Derneğimizin “Türkiye Körler Federasyonunda Tarihsel bir Yol Ayrımına Doğru” başlıklı yazısından sonra Türkiye Görme Engelliler Derneği’nin yanıtı niteliğinde bir yazısı daha, Federasyon Genel Kurulu’ndan iki gün önce akşam saatlerinde yayınlandı.

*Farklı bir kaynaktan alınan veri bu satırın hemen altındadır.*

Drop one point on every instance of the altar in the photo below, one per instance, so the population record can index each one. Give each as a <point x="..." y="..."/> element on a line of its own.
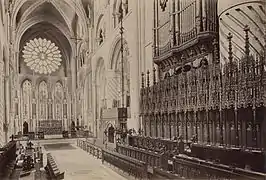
<point x="50" y="127"/>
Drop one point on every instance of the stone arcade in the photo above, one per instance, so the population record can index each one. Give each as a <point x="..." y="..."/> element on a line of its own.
<point x="157" y="88"/>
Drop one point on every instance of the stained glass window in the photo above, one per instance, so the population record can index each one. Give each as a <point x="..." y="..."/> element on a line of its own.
<point x="43" y="96"/>
<point x="42" y="56"/>
<point x="26" y="94"/>
<point x="59" y="93"/>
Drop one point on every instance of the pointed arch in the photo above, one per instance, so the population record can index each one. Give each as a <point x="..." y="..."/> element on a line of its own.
<point x="76" y="5"/>
<point x="26" y="98"/>
<point x="43" y="100"/>
<point x="58" y="98"/>
<point x="39" y="3"/>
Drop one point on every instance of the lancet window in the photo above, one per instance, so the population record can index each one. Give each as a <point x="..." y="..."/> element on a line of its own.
<point x="26" y="100"/>
<point x="43" y="100"/>
<point x="59" y="101"/>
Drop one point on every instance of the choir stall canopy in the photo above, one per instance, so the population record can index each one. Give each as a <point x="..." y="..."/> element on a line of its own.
<point x="25" y="128"/>
<point x="110" y="133"/>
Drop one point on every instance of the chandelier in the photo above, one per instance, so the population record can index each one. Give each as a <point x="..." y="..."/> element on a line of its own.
<point x="42" y="56"/>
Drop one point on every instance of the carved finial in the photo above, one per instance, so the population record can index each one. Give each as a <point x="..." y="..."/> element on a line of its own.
<point x="230" y="53"/>
<point x="154" y="75"/>
<point x="215" y="50"/>
<point x="246" y="29"/>
<point x="142" y="79"/>
<point x="148" y="78"/>
<point x="203" y="49"/>
<point x="183" y="58"/>
<point x="191" y="54"/>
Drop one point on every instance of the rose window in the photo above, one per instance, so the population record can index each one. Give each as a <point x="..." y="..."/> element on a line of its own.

Derneğimizin “Türkiye Körler Federasyonunda Tarihsel bir Yol Ayrımına Doğru” başlıklı yazısından sonra Türkiye Görme Engelliler Derneği’nin yanıtı niteliğinde bir yazısı daha, Federasyon Genel Kurulu’ndan iki gün önce akşam saatlerinde yayınlandı. Dernek, yandaşlarıyla birlikte genel kurula katılmayacaklarını, ama içişlerine karışmama anlayışı çerçevesinde her örgütün kendi kararını kendisinin vereceğini söylüyor ve büyük bir ihtimalle aynı tutumda birleşeceklerini vurguluyor. Ne müthiş bir demokrasi! Her derneğin özgür karar hakkı var; ama ne hikmetse bu dernekler, yıllardır Altı Nokta’ya karşı duydukları ölümcül komplekslerinden ve biriktirdikleri tepkilerden dolayı hep Türkiye Görme Engelliler Derneği’nin emrinden dışarı çıkamıyorlar. Zira TURGED tavrını açıkladıktan sonra demokrasilerini yıldırım hızıyla işletmiş olmalılar ki ardı ardına onlar da genel kurulu boykot edeceklerini fısıltı gazetesinden açıklıyorlar. Bu çeşit kurşun askerlerin örgütlü kör hareketine hiçbir yararlarının olmayacağı gün gibi açıktır. Bu nedenle önemsemiyoruz.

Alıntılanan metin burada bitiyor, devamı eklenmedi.